Впоследствии колумбийский писатель, с которым мы встретились в Боготе, мне скажет о своих земляках не то с улыбкой, не то с гримаской: «Latinos — своеобразные люди. Мужчины отважны, но их отвага требует публики и восхищения, а женщины безотказны в любви и часто после десятых родов утрачивают дары природы».
Ну что же, всеведущий драматург заметил, что этот мир — театр. И если бы всемогущая сила перенесла в наши дни Шекспира, он бы увидел, сколь справедливо и безупречно его открытие. Но люди, рожденные в этой топке, не думают, что они актеры. Они такие, какие есть. Просто на Юге быстрей догадываются, что жизнь — это предмет искусства. С первого мига и с первого слова они начинают свою игру и помнят, что всяческие эффекты входят в одно из ее условий, что броская реплика под занавес может расцветить всю твою роль. Прав был усатый нескладный Маркес, когда он накренил реализм и взмахом пера приблизил чудо, сделав его закономерным, просто соединил его с почвой.
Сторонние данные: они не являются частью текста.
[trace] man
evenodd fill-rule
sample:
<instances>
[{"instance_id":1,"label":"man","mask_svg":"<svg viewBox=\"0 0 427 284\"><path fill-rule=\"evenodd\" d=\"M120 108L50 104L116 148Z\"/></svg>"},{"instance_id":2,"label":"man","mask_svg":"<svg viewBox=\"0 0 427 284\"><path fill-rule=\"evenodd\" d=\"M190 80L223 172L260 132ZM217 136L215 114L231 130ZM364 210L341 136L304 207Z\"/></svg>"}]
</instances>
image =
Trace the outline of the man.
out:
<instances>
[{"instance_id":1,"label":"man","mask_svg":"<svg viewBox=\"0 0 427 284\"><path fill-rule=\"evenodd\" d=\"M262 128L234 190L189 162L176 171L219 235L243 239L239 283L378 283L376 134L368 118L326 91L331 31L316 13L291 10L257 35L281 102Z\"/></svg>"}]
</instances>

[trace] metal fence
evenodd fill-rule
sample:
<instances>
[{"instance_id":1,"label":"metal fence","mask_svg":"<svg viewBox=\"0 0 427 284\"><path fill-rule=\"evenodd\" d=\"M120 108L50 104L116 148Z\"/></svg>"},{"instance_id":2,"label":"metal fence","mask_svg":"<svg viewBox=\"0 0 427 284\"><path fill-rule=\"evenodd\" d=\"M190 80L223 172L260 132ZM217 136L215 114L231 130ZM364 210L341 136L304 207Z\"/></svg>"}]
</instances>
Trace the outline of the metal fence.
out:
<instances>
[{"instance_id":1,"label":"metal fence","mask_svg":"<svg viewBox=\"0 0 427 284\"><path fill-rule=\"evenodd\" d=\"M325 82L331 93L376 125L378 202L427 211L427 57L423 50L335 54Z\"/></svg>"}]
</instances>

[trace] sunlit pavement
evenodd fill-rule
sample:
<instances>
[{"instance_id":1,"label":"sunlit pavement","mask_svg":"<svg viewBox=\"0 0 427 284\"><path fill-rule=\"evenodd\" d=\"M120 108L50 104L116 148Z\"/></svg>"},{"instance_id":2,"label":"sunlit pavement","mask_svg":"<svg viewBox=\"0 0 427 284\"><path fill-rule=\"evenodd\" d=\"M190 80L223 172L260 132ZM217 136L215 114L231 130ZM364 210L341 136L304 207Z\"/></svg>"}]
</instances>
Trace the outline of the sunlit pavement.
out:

Все рядом — немыслимое и повседневное. Все по-домашнему. Все сплелось. На этой земле, где привычно буйствует декоративный оперный мир, я понимаю, как Маркес зорок. Чудо естественно, даже буднично. Можно подпрыгнуть и зависнуть, можно стать частью воды и суши. Только впусти в себя и раствори в своем распахнувшемся существе кошачью истому желтых Кариб, почувствуй простор бесконечной сельвы, хлебни безрассудней горячего ветра, поглубже, пока он не хлынет в легкие, а там все зависит от высшей воли — либо он разорвет их в клочья, либо прочистит до основания.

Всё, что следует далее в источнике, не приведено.